Ökologie: Elbfische schnappen nach Luft
Heißes Wetter lässt Sauerstoffgehalt unter kritischen Wert sinken. Fischer berichten von Fangeinbußen. Kraftwerk seit Tagen gedrosselt. Kein Problem für Weser.
In der Elbe hat sich wieder ein Sauerstoffloch aufgetan. An zwei von drei Mess-Stellen in Hamburg ist der Gasanteil im Wasser am Donnerstag erstmals in diesem Sommer unter den für Fische erträglichen Wert gesunken. Weil das Elbwasser so warm ist, hat ein Heizkraftwerk von Vattenfall bereits Ende Juni seine Leistung gedrosselt. An Ems und Weser gibt es keine Probleme mit dem Sauerstoffgehalt.
Umweltschützer machen für das Sauerstoffloch die jüngste Elbvertiefung Ende 1999 verantwortlich. Tatsächlich gibt es zumindest eine zeitliche Koinzidenz zwischen dieser Vertiefung und dem Sauerstoffloch. Das Thema spielt auch eine Rolle bei der Diskussion über eine weitere Vertiefung. Die Umweltverbände WWF und BUND wollen der Hamburger Wirtschaftsbehörde am Freitag ihre Stellungnahme zu den Plänen überreichen. Das Konzept für die Vertiefung hatte schon zweimal überarbeitet werden müssen.
Die drei Fischer, die noch von der Elbe leben, erfahren die ökologischen Veränderungen direkt. "Der Fang ist drastisch eingebrochen und die Fische in der Bünn drohten zu ersticken", berichtet der Fischer Walter Zeeck. "Wir haben den Fangplatz Wittenbergen fluchtartig verlassen, um mit unserem gehälterten, lebenden Fang in sauerstoffreicheres Wasser auszuweichen." Zeecks Kutter verfügt über Schlitze im Kiel, die seinen Fang mit frischem Wasser versorgen.
Jedes Jahr im Sommer sinkt der Sauerstoffgehalt des Elbwassers unter drei Milligramm pro Liter.

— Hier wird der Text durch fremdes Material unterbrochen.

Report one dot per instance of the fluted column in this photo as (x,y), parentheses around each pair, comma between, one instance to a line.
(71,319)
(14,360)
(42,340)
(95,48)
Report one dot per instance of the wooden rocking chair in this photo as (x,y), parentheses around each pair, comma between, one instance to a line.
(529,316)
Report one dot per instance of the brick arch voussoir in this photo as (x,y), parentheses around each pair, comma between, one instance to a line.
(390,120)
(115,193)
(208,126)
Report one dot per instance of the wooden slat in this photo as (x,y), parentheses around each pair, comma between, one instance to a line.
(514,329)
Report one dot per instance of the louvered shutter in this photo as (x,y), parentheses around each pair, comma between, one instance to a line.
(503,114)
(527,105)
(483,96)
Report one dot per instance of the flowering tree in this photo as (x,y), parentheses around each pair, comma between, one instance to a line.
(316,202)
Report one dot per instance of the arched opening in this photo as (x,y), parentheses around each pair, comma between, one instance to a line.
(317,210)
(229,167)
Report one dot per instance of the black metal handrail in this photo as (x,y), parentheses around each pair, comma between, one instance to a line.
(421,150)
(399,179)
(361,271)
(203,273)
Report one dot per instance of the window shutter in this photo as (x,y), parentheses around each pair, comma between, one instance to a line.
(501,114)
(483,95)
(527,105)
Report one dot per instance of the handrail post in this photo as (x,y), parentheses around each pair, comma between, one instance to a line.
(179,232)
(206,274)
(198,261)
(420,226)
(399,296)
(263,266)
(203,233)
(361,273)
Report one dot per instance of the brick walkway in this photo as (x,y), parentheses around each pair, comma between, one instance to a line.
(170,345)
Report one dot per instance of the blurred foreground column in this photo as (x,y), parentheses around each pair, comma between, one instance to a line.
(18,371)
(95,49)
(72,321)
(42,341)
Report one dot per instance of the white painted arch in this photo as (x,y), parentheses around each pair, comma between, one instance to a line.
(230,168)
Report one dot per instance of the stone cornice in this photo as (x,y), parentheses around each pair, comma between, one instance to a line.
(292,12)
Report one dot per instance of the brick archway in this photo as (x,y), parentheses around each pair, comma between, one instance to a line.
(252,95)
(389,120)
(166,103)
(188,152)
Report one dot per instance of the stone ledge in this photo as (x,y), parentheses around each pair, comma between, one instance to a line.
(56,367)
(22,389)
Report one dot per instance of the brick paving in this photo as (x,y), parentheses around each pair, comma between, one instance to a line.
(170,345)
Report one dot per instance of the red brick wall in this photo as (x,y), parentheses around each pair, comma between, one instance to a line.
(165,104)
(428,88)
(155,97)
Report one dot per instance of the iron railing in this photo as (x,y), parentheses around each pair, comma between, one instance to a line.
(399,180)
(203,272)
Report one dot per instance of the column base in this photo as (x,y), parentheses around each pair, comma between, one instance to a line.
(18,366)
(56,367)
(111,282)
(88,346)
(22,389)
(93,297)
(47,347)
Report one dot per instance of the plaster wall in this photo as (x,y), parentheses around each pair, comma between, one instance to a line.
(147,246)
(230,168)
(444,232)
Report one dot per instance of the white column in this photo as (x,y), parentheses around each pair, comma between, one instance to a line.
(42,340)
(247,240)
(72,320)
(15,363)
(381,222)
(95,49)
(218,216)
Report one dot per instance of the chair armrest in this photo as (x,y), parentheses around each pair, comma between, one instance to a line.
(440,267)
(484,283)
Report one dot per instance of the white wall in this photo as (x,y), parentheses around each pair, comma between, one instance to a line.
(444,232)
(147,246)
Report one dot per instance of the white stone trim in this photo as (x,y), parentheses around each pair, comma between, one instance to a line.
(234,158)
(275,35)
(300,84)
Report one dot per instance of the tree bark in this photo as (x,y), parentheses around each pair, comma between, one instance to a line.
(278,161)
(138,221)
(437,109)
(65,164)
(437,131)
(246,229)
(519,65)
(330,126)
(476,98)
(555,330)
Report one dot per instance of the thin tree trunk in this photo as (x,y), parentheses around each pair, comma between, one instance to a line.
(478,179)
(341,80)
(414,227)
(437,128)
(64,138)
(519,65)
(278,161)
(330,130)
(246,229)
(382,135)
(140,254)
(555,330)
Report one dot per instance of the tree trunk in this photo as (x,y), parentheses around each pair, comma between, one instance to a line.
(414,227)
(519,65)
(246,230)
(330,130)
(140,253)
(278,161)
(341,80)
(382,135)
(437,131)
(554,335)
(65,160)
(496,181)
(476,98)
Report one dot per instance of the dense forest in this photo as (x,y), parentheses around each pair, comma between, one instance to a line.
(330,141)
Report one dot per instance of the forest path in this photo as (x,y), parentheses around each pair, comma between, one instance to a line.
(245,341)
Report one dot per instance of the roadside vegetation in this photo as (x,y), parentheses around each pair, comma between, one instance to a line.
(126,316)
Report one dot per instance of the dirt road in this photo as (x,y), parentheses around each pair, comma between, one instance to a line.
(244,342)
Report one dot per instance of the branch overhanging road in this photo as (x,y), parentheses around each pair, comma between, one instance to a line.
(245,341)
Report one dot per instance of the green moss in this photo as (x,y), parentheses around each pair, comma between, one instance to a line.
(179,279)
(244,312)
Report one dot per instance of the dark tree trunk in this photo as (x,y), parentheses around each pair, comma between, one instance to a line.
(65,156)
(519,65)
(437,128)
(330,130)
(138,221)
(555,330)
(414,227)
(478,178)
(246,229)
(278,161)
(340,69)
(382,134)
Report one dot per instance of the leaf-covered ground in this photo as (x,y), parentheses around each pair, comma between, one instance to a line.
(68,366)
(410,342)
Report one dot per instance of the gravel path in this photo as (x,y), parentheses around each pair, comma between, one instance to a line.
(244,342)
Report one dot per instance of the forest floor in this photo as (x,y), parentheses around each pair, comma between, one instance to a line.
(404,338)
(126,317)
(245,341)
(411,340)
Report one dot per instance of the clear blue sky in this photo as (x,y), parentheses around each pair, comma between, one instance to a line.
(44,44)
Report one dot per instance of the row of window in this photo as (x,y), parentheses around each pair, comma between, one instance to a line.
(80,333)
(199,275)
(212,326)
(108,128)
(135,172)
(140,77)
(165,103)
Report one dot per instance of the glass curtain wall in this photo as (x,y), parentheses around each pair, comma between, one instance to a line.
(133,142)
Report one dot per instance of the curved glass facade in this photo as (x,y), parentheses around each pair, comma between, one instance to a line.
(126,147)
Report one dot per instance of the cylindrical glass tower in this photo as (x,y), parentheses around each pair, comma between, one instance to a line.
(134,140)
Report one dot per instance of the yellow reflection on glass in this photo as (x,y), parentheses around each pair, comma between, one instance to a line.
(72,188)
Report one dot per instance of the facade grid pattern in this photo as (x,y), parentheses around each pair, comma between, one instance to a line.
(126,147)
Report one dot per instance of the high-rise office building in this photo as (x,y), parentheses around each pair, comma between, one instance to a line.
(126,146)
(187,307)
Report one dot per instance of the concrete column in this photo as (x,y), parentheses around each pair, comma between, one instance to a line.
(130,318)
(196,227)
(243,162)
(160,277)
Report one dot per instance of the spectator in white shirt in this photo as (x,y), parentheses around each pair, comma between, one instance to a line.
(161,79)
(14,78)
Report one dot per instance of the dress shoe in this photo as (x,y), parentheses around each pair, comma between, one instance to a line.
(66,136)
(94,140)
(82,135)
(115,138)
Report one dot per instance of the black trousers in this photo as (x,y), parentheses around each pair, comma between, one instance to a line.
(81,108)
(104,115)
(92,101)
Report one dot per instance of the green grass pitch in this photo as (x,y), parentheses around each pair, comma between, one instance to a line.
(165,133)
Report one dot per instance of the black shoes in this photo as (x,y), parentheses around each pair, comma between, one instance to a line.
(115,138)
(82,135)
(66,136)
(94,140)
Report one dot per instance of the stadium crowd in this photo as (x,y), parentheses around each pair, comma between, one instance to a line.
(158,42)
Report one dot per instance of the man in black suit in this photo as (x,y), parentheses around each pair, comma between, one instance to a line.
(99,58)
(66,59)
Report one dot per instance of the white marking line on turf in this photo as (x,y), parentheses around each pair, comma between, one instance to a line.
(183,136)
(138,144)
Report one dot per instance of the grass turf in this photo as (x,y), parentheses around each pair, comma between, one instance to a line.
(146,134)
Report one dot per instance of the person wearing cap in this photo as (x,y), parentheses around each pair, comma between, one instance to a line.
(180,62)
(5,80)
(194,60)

Mit der Wende, als das Elbwasser immer sauberer wurde, wurde das Loch kleiner: Der Sauerstoffgehalt sank weniger drastisch und über einen kürzeren Zeitraum.
Mit der Elbvertiefung 1999 verschlechterte sich die Lage wieder.
Eine Renaturierung, zumindest in Teilen, die dem Fluss Überschwemmungs- und Flachwassergebiete zurückgibt, soll den Fischen wieder Luft verschaffen. Dafür gibt es konkrete Pläne. Diskutiert wird ein Umweg für Fische um den Hamburger Hafen herum.
Seinen Fang aus Aalen und Zandern konnte Zeeck zwar retten; solange das warme Wetter jedoch andauert, muss er sich darauf beschränken, sein Boot zu warten. Denn der Fangplatz vor Wittenbergen ist der letzte, den ihm die vielen Elbvertiefungen übrig gelassen haben. "Dieser Fischbestand ist jetzt ernsthaft bedroht und wird sich nach aller Erfahrung in diesem Jahr nicht mehr erholen", sagt Zeeck.
Der Sauerstoffanteil sinkt im Sommer regelmäßig unter die kritische Grenze von drei Milligramm pro Liter. Der Mechanismus, der dazu führt, beginnt auf den überdüngten Äckern, von denen Nährstoffe in den Strom gespült werden. Sie lassen Algen gedeihen, die im flachen Strom in den Hafen gespült werden, wo das Flussbett dann schlagartig zehn Meter tiefer wird. Dort unten ist es finster. Ohne Licht sterben die Algen und verrotten unter Verbrauch von Sauerstoff. Behörden und Umweltschützer streiten darüber, ob die Düngung oder die Vertiefung der entscheidende Faktor ist.
Weil auch die Sedimentationsdynamik der Elbe seit der jüngsten Vertiefung aus dem Ruder gelaufen ist, arbeitet das Hamburger Hafenamt (HPA) an einem Tideelbekonzept, das dem Strom Flachwasserzonen zurückgeben soll. Dann gäbe es auch für Zeeck und dessen Kollegen wieder ein paar mehr Fanggründe. Trotz alledem hofft der Fischer, "dass mal ein vernünftiges Hafenkonzept kommt und die großen Schiffe nach Wilhelmshaven fahren."